The "top-two" primary will be tested in a California state-wide election for the first time in June. Illustration: Getty Images

If you open your Sample Ballot for the June 5 primary election, you’ll find a big difference.

Take the race for the U.S. Senate: Instead of a roster of candidates for the one political party to with you belong, you’ll see all 24 candidates in a big long list (including 14 Republicans, 6 Democrats, 2 Peace and Freedom, 1 American Independent and 1 Libertarian). Even if you don’t have a party affiliation, you can now vote in the primary.

Pick your one choice from that long list. The two candidates who get the most votes will go to the general election in November.

KQED’s education blog, The Lowdown, explains it right here.

Once you understand how to vote using the new system, you may want to know more about how it’s going to change California politics. KQED’s Forum devoted an hour to the topic earlier this week. It was a lively — even heated — debate.

Former California Democratic legislator Steve Peace is the co-chairman of the California Independent Voter Project, which authored the Top Two Candidates Open Primary Act. He thinks the new primary system is good for Democracy:

Bottom line is, open primary means competition. Competition means a healthier system…. Seventy-three percent of Californians say that partisanship is at the root of our problems. (Yet) we’re run by the other 27 percent.
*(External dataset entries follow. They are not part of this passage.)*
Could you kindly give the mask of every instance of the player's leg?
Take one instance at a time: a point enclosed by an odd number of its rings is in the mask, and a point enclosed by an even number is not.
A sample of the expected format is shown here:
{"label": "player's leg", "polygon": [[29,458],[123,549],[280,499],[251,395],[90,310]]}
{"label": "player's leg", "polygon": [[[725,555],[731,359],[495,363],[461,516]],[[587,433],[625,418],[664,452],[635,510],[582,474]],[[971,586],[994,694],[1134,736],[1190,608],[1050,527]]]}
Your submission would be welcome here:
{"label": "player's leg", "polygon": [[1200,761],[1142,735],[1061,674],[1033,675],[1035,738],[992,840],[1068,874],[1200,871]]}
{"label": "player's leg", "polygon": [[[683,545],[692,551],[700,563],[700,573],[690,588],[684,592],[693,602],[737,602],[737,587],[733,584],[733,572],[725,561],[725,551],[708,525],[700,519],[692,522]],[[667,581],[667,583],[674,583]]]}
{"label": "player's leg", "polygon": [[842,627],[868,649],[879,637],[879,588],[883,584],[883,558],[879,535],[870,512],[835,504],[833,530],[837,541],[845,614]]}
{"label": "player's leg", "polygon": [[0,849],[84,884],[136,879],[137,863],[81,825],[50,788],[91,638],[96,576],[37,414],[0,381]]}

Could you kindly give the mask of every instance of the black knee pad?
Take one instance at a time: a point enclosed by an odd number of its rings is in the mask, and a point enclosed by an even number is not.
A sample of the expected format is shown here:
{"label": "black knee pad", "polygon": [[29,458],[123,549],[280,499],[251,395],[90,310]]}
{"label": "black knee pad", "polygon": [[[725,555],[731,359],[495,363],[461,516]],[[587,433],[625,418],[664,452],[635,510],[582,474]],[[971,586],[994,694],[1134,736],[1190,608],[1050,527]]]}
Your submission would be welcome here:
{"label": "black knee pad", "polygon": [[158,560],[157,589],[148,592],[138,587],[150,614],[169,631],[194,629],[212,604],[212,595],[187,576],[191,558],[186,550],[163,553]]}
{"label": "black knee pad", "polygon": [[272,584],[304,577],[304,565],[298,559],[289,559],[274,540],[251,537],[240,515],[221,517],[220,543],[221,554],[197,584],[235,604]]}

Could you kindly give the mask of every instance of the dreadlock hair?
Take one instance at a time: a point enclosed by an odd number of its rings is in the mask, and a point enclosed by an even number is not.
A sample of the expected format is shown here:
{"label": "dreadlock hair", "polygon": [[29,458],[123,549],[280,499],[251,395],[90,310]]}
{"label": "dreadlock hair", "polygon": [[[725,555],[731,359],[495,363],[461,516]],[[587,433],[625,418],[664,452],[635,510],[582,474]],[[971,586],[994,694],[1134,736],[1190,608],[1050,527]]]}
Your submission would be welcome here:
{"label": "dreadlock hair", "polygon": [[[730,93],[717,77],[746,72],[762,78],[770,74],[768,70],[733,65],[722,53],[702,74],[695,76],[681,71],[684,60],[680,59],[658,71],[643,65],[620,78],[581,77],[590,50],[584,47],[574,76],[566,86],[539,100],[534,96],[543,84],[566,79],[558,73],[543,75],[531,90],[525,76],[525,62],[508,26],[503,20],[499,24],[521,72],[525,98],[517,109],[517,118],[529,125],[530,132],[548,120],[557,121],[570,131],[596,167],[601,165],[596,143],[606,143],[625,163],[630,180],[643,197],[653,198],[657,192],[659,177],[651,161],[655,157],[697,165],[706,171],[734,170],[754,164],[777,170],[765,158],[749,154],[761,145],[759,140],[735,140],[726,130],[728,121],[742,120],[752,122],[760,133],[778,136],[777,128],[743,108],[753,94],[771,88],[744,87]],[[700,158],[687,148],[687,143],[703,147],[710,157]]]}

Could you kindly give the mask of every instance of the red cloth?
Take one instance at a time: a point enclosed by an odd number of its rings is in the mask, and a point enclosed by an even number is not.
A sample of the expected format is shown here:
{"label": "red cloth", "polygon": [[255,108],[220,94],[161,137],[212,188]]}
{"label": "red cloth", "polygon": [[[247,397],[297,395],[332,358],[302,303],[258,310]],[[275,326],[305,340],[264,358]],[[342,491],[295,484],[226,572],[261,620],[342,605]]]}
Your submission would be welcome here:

But Jon Fleischman, a GOP strategist and publisher of, a website on California politics, hates it:

As I watch the practical application of Proposition 14, the amount of money that it takes to compete now is just absolutely staggering and stunning. The effect of that is that I’m watching the special interests from Sacramento, whether it’s the labor unions on the Democrat side, whether it’s certain business PACs on the Republican side or certain major donors are now weighing in and coming into these districts and they’re going to cherry pick the candidates.